Immer mehr elektrische Geräte – vom Bügeleisen bis zum Kühlschrank – zogen in die Haushalte ein, was in der Folge jedoch nicht nur mehr Komfort, sondern auch neue Herausforderungen schuf.
Denn die steigende Zahl elektrischer Verbraucher begünstigte das Auftreten von Überlastungen und Kurzschlüssen. Nicht selten waren sogar Wohnungsbrände die Folge – ein Gefahrenpotential, das bis heute nicht an Bedeutung verloren hat. Noch immer können laut dem Institut für Schadenverhütung und Schadenforschung der öffentlichen Versicherer e.V. (IFS) die meisten Brände in Deutschland auf elektrische Geräte und Anlagen beziehungsweise einen fehlerhaften Umgang mit Elektrizität zurückgeführt werden.
Ersatz für bis dahin übliche Schmelzsicherungen
Bis zur Einführung des ab 1928 serienmäßig produzierten »Stotz-Automaten« kamen zum Schutz der Leitungen ausschließlich Schmelzsicherungen zum Einsatz. In der Praxis führte dieses Konstruktionsprinzip, bei dem im Inneren ein dünner Draht bei zu hoher Stromstärke zum Schmelzen gebracht wird, immer wieder zu Problemen. So musste die Sicherung jedes Mal durch eine neue ersetzt werden, um den Stromfluss wiederherzustellen. Das war nicht nur teuer und umständlich, sondern auch nicht ganz ungefährlich. War der auslösende Fehler nämlich zuvor nicht behoben worden, konnte beim Eindrehen der Ersatzsicherung ein Lichtbogen entstehen. Auch Basteleien, bei denen die verbrauchte Sicherung provisorisch mit einem Draht überbrückt wurde, erwiesen sich oft als buchstäbliches Spiel mit dem Feuer.
Hier setzten Stotz und Schachtner bei der Entwicklung ihres Leitungsschutzschalters an und konstruierten eine automatische, wiederverwendbare und nochmals sicherere Alternative. Dazu kombinierten sie in einem kompakten Gehäuse zwei unterschiedliche Auslösesysteme, die schnell und gezielt auf Kurzschluss und Überlast reagieren. Fließen infolge eines Kurzschlusses hohe Ströme durch die integrierte Magnetspule, löst das erzeugte Magnetfeld einen Schalter aus, der sofort den Stromkreislauf unterbricht.
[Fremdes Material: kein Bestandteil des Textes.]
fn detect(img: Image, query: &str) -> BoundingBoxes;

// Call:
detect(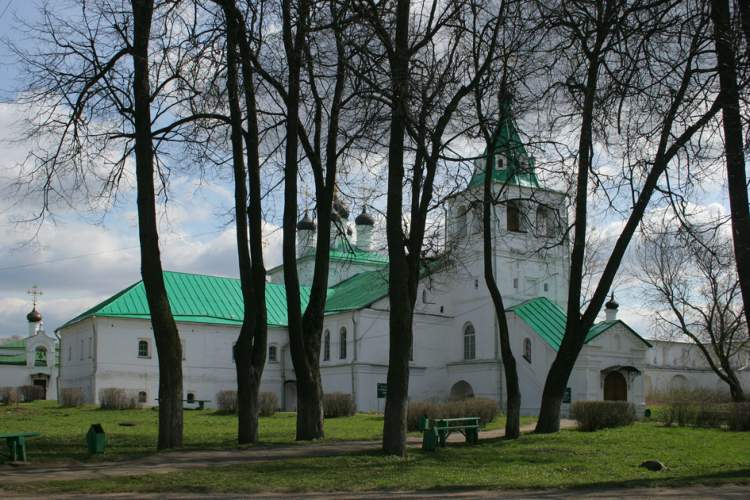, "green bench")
[419,417,479,451]
[0,432,41,462]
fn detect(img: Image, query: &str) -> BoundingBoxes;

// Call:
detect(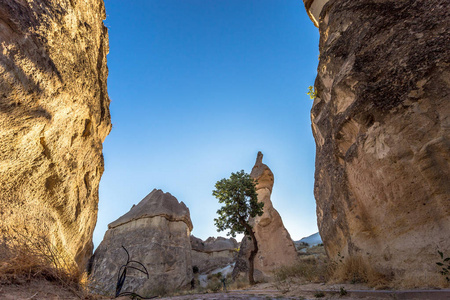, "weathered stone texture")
[90,189,193,296]
[0,0,111,266]
[233,152,297,280]
[311,0,450,285]
[191,235,239,274]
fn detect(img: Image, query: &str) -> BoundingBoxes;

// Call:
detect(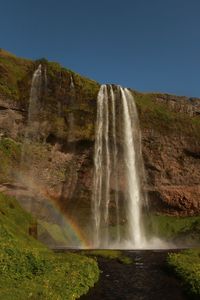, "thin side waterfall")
[120,88,143,248]
[92,85,146,248]
[110,85,120,243]
[20,65,42,210]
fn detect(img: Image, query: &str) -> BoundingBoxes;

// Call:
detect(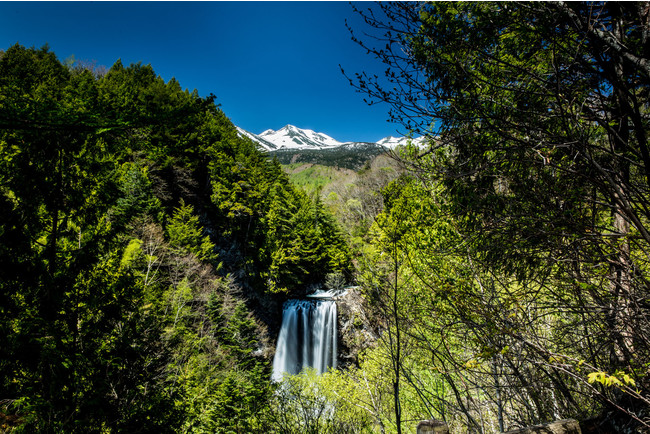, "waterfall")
[271,300,337,381]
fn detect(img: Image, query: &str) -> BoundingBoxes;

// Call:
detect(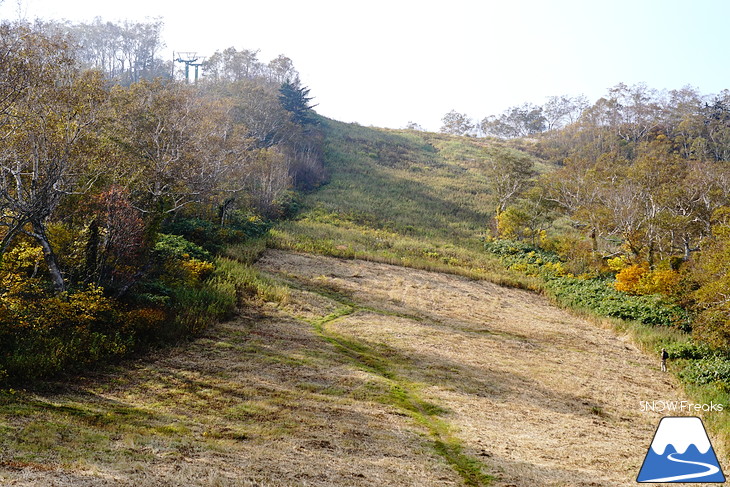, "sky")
[0,0,730,131]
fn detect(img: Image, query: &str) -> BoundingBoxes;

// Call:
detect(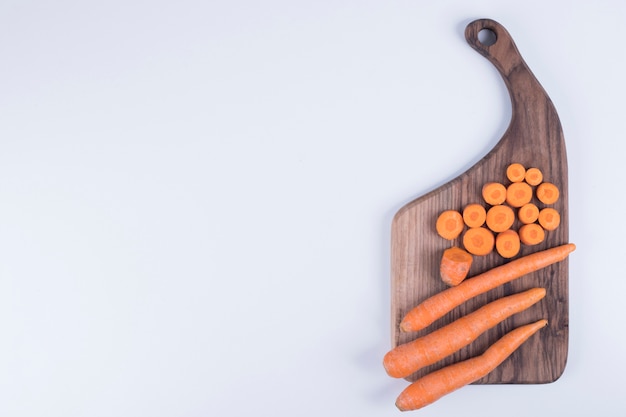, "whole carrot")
[383,288,546,378]
[400,243,576,332]
[396,320,548,411]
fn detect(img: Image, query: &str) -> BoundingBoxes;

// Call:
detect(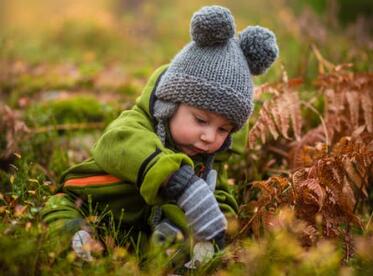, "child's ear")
[238,26,279,75]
Als zusätzliche Sicherungsfunktion integrierten die Ingenieure einen temperatursensitiven Schalter aus Bimetall, der immer dann aktiv wird, wenn beispielsweise eine zu große Anzahl an Verbrauchsgeräten die Leitung überlastet und in gefährlicher Weise erhitzt.
Kein Austausch der Sicherungen mehr nötig
Um den Strom wieder fließen zu lassen, genügte es jeweils, den Schutzschalter, der genau in die Edison-Schraubgewinde der Schmelzsicherungen passte, nach Behebung des Fehlers per Knopfdruck zu reaktivieren. Das ständige Wechseln der Sicherung gehörte nun der Vergangenheit an und die Gefahr einer Fehlbedienung wurde drastisch reduziert. Auch die Weiterentwicklung der Lösung für die Industrie ließ nicht lange auf sich warten. Mit seinem Team entwickelte Stotz eine spezielle Variante des Leistungsschalters, die in der Lage war, mit höherem Einschaltströmen und Motoranwendungen umzugehen. Durch Sicherungswechsel bedingte Produktionsunterbrechungen konnten so drastisch verkürzt und die Maschinenverfügbarkeit entscheidend gesteigert werden.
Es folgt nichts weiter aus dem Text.